It is nearly 2:30 a.m. I tried going to bed at 11:00 p.m., but only tossed and turned. Tomorrow is a big day (or should I say TODAY is a big day?). It is our Thanksgiving celebration in our new home. We have family and friends who will be coming to enjoy it all with us.
Yet here I sit, not able to sleep. I attribute some of that to forgetting to take my pain medication tonight for my shoulder. It helps immensely in sleep. Fact of the matter is, it knocks me out cold within 2 hours or so of taking it. But I forgot until nearly 11, and once it is that late, I can't take it or I won't be able to wake up in the morning.
Something is nagging at me, but I am not sure what. Money is always an issue as a single parent. I was blessed to get the settlement from workman's compensation (despite the fight it took to get to that point). It will allow us to be on our own. Not without watching every penny, but with Yehovah's grace it will last long enough.
I spent some time today reading the posts of my friends on Facebook. What wonderful people I have in my life! I hope I show them enough how much I truly appreciate them.
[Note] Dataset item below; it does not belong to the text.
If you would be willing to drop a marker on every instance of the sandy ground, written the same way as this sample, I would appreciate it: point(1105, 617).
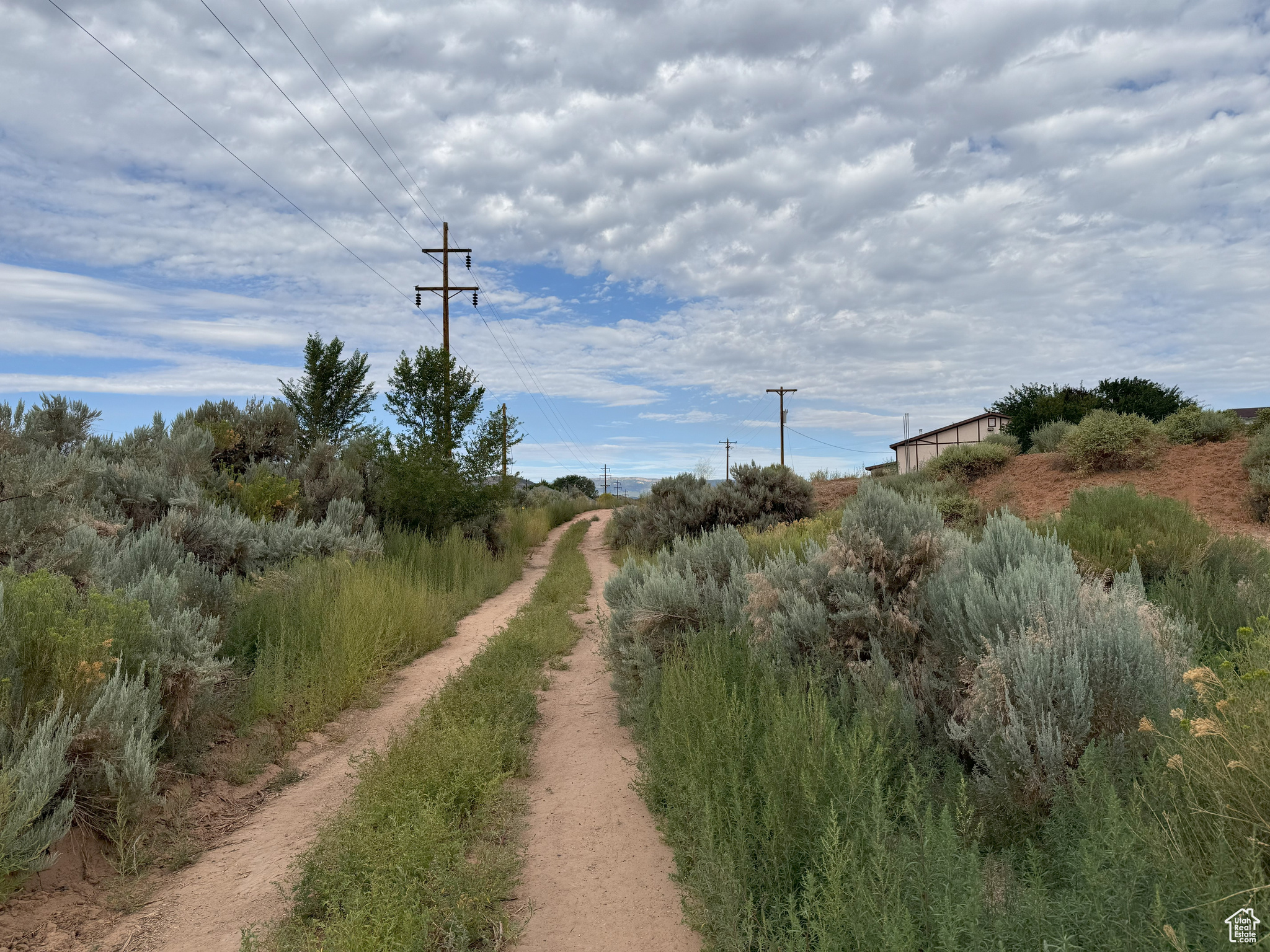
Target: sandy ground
point(596, 871)
point(1208, 478)
point(205, 907)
My children were a great blessing today, helping me get ready for tomorrow's feast. They cleaned, helped cook, and also helped take care of their 17mos. old nephew. I am so proud of them and hope that I tell them enough.
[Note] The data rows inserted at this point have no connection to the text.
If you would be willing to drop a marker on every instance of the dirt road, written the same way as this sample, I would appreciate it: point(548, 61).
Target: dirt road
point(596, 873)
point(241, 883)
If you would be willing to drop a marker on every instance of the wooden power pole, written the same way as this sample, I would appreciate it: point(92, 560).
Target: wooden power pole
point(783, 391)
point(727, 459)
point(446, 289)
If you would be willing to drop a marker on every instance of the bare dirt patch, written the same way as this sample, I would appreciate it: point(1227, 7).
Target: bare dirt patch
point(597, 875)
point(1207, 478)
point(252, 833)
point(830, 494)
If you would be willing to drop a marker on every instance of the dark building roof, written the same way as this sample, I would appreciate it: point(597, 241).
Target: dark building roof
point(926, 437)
Enough.....it a word that has a huge impact. If you have too much, you are considered to have "more than enough". If you have just the right amount, you have "just enough". And if you don't have much, you are considered to have "not enough".
But when it comes to Yehovah's love and grace, are you grateful enough? Do you realize that he gave his only son, Yeshua, so that you might have salvation? Could you do that? Give up a child of yours, in order to help all of mankind, with no guarantee that they will appreciate or even accept your gesture? I doubt I could.
But Yehovah could, and did. It was part of His plan. To bring man back to Him. Too often we get caught up in what others will think is enough. I was guilty of this today, in trying to get ready for Thanksgiving. My plans didn't go according to my "to do" list. Rather than stay home and supervise the cleaning and putting things away to make the house look neater, I spent about 2 hours of the day helping my son-in-law get his car fixed (I was his transportation).
Not much got done from my list today. The basics did. But something much more important happened. My son-in-law and I bonded more. He and my daughter both told me how much they appreciated my help.
It wasn't the praise from them that made today enough. It was the fact that I could help someone else. My children. But even if it had been a stranger, I would have gladly done it. Because the boxes of things that make the corner at the end of the hall look cluttered, will still be there on Friday. They aren't going anywhere.
The house is clean, the food is nearly all ready except for the must haves that get cooked tomorrow, my children are happy and excited for family time tomorrow.
Yehovah gives us enough. He provides for our needs. He gives us free will to choose paths in this life, but he is there with His hand on our shoulder the whole time guiding us towards the path he would have us take. Today he guided me towards a broken car, not my mop and broom.
And it is enough. And I am thankful beyond measure for Yehovah's love and grace in my life. It will always be more than enough.
I hope you and your families have a blessed Thanksgiving, and that you have more than enough in Yehovah's embrace.